As a result, the course has to be changed, and the cost has also increased. Irregularities are constantly disrupting the global supply chain through the Red Sea. All in all, the Red Sea is in dire crisis, which will affect world trade and threaten the world economy.

Former US President Donald Trump said in 2020 that he would end the historic conflict between the Arab states. Following the Saudi-Iran accord in March 2023, Middle East analysts had hoped the region had begun its journey towards peace with an optimistic outcome. But suddenly, this hope turned into disappointment. The Israel-Hamas conflict ends the peace path. Israel’s brutal killings in Gaza shocked the whole world. As a result, the conflict started again in South Lebanon and the Red Sea. The Red Sea connects Bob el-Mandeb in the Gulf of Aden with the Suez Canal.

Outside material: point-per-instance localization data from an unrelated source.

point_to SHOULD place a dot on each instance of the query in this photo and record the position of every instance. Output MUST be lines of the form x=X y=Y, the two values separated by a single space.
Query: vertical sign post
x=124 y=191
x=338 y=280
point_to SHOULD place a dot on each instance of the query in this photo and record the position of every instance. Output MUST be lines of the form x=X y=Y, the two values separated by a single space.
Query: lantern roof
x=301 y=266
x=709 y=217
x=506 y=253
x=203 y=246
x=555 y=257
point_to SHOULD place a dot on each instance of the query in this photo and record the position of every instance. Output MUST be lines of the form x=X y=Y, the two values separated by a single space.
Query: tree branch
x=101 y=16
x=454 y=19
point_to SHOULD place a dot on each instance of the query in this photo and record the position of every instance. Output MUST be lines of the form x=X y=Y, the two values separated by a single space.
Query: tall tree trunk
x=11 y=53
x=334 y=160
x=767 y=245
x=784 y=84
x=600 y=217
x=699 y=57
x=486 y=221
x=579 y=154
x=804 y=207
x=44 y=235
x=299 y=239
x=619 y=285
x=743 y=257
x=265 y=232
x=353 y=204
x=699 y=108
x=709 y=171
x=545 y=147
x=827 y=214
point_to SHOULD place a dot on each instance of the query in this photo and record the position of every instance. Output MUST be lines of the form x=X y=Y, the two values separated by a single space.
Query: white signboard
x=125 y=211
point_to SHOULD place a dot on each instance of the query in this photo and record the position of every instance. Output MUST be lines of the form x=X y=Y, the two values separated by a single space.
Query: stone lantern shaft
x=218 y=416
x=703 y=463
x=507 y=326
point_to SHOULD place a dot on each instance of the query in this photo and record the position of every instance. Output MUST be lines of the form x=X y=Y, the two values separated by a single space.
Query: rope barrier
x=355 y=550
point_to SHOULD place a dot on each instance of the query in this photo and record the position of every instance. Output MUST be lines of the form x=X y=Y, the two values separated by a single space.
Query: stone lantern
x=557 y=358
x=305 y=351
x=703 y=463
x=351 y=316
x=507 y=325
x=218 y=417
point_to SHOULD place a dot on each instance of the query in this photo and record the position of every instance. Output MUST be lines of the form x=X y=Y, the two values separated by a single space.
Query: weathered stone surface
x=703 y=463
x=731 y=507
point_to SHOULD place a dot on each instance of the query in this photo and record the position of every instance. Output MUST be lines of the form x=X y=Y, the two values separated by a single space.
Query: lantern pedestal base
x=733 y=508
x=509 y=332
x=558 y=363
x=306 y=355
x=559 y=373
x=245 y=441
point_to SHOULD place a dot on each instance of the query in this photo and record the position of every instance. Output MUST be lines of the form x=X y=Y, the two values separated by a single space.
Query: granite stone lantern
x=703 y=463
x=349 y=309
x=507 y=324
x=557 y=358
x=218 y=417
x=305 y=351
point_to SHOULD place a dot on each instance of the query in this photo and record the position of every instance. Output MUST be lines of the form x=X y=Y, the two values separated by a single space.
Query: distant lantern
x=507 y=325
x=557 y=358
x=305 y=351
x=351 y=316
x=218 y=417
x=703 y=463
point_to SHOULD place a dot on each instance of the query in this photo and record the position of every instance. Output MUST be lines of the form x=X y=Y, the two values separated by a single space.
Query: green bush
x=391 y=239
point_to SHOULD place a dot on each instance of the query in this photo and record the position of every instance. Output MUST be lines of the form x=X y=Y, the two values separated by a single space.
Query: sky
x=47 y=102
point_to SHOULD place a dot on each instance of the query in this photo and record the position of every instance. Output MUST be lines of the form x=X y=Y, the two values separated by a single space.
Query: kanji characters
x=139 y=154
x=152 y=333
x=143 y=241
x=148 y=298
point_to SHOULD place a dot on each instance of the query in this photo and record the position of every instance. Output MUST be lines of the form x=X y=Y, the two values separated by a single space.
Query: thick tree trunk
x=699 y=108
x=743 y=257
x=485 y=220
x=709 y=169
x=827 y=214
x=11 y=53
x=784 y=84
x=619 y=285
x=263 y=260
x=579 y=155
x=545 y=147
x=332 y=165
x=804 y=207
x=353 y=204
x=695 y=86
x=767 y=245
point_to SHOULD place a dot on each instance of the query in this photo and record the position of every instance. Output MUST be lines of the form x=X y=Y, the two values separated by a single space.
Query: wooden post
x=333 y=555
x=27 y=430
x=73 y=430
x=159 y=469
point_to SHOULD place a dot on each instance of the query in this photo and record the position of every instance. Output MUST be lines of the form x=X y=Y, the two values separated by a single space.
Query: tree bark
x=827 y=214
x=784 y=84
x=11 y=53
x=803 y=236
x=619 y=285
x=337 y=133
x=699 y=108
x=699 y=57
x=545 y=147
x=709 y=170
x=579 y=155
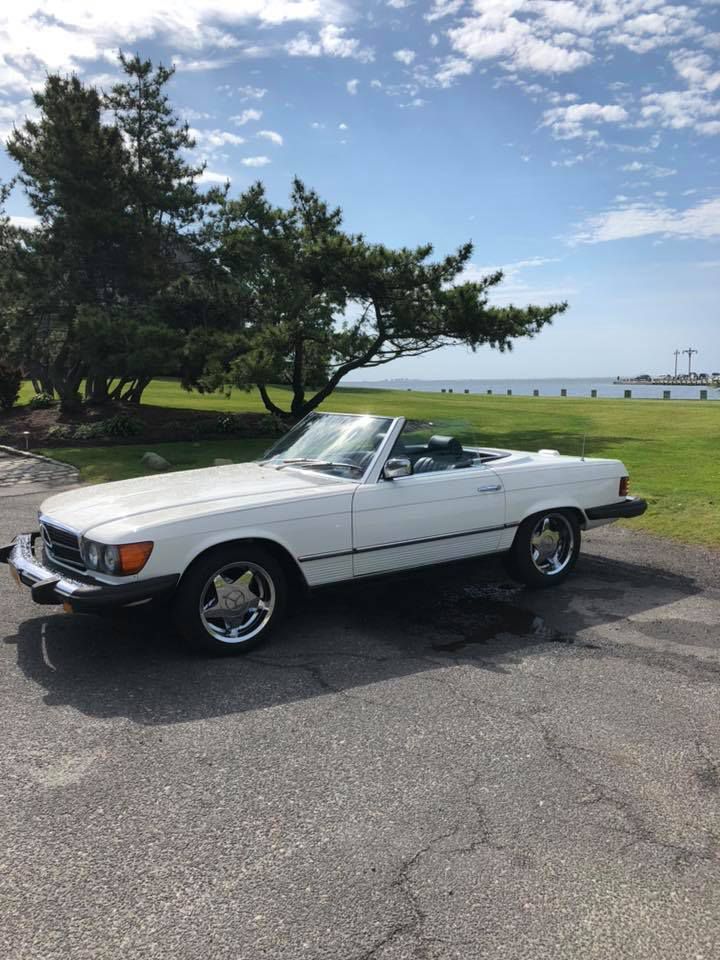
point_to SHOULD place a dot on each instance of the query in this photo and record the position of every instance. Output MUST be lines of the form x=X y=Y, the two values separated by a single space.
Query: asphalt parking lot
x=439 y=766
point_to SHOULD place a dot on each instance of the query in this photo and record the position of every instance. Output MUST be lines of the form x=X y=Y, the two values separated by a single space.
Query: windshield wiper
x=312 y=462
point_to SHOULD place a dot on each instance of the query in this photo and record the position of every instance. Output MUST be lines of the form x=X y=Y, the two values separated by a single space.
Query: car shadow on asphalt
x=339 y=638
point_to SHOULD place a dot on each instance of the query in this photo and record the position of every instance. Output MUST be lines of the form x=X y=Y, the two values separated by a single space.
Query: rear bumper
x=82 y=593
x=624 y=510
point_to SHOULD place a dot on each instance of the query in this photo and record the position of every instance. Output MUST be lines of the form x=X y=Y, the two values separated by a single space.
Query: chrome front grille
x=62 y=545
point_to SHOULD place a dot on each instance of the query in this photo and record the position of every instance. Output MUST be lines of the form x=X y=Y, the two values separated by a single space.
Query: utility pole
x=689 y=352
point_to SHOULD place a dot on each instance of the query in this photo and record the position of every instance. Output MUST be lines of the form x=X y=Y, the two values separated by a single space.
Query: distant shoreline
x=601 y=387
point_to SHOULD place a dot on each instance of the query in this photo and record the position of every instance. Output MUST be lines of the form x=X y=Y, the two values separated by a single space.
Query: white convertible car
x=337 y=498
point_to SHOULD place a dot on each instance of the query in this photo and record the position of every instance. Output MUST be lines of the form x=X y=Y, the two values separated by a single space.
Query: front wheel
x=230 y=599
x=545 y=548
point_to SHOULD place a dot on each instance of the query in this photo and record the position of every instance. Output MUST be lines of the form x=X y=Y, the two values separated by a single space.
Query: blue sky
x=575 y=142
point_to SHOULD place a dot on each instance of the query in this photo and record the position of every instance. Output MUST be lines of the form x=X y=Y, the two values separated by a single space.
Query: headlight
x=92 y=556
x=120 y=560
x=111 y=559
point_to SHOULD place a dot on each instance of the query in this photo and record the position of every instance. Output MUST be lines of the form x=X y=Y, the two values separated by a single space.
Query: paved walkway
x=16 y=469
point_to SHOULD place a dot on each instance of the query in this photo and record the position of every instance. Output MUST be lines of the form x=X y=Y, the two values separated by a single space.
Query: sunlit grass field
x=671 y=448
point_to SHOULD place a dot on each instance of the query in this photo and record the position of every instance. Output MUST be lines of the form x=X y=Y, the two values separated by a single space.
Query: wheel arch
x=280 y=551
x=546 y=506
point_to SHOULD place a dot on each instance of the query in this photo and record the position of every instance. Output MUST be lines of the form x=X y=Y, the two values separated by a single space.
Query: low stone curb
x=13 y=451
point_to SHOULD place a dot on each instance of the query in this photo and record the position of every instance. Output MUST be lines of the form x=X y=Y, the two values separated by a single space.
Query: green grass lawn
x=671 y=448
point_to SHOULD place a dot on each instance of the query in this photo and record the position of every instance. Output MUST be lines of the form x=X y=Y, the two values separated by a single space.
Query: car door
x=426 y=518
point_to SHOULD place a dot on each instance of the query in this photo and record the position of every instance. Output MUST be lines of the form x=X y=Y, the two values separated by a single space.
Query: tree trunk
x=97 y=389
x=116 y=392
x=135 y=392
x=269 y=405
x=298 y=400
x=68 y=389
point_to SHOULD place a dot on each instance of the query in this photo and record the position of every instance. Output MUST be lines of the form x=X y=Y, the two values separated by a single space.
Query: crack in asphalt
x=413 y=926
x=709 y=773
x=638 y=829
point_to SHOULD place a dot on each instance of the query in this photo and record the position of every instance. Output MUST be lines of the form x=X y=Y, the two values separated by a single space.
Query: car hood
x=236 y=486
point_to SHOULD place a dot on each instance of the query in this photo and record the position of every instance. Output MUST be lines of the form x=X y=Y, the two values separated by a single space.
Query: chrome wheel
x=552 y=544
x=237 y=602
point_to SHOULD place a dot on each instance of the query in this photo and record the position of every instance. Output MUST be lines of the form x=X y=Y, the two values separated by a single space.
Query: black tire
x=540 y=567
x=256 y=598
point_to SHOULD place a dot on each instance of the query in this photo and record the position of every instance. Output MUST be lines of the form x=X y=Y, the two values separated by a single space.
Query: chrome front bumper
x=49 y=585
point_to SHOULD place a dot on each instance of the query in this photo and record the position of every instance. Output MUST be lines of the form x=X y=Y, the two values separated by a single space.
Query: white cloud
x=444 y=8
x=514 y=287
x=247 y=116
x=272 y=136
x=451 y=69
x=693 y=108
x=404 y=56
x=492 y=34
x=251 y=93
x=63 y=35
x=212 y=176
x=332 y=41
x=13 y=114
x=648 y=169
x=701 y=222
x=567 y=123
x=214 y=139
x=569 y=161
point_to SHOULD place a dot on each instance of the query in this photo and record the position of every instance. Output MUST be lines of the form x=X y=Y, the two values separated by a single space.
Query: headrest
x=447 y=445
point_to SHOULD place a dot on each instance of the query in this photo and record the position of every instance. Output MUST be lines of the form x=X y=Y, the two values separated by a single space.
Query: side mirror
x=397 y=467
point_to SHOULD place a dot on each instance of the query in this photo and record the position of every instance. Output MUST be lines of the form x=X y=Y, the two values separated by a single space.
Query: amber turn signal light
x=134 y=556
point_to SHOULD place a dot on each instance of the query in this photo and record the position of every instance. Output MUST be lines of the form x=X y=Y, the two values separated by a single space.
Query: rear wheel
x=230 y=599
x=545 y=548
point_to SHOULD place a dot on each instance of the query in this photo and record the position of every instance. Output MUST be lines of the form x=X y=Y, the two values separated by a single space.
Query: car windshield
x=335 y=443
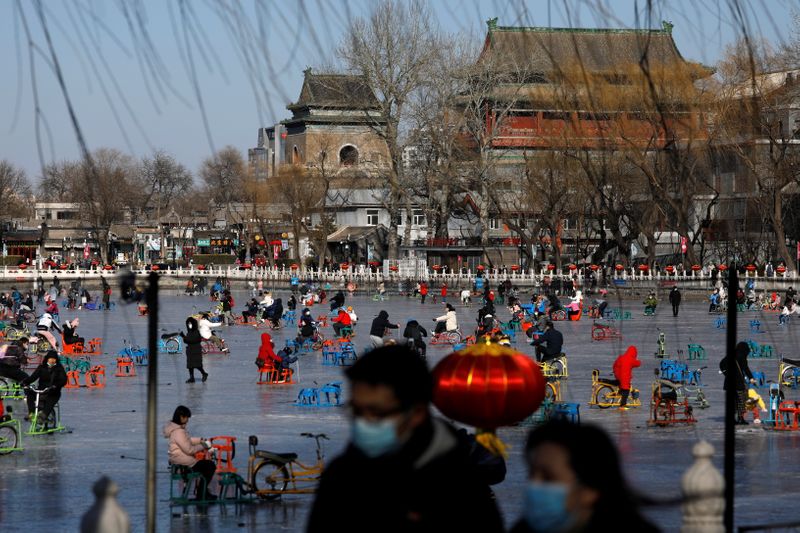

About 13 percent of trade and about 30 percent of container traffic are transported through this route. But recently, this route has become dangerous due to the attacks by the rebels. Seven of the top ten shipping companies have suspended the Red Sea route for their transportation operations.

Which includes the Chinese state-owned ‘Cosco’. It is the fourth-largest shipping company, contributing 11 percent of global trade. Similarly, many US and European companies have shut down their operations, citing disruptions in global supply chains.

Unfortunately, this situation will have an impact on global inflation. The economy of Europe in particular will be greatly affected. Because about 40 percent of the trade between Asia and Europe goes through the Red Sea, About 12 percent of oil and 8 percent of liquefied natural gas (LNG) pass through the Suez Canal. Crude prices have risen 4 percent since the U.S.-led offensive against the Houthis. The freight rate for a container ship increased from $1,500 to $4,000. Prices of domestic consumption goods in Europe may also rise.

In addition to the Gaza war, the Russia-Ukraine war and Moscow’s subsequent sanctions have already raised prices in Europe. According to experts, only through sustained dialogue, constructive engagement, and multilateral cooperation can the region move towards a peaceful and prosperous future. This step will help not only the countries of the Middle East but the entire world community.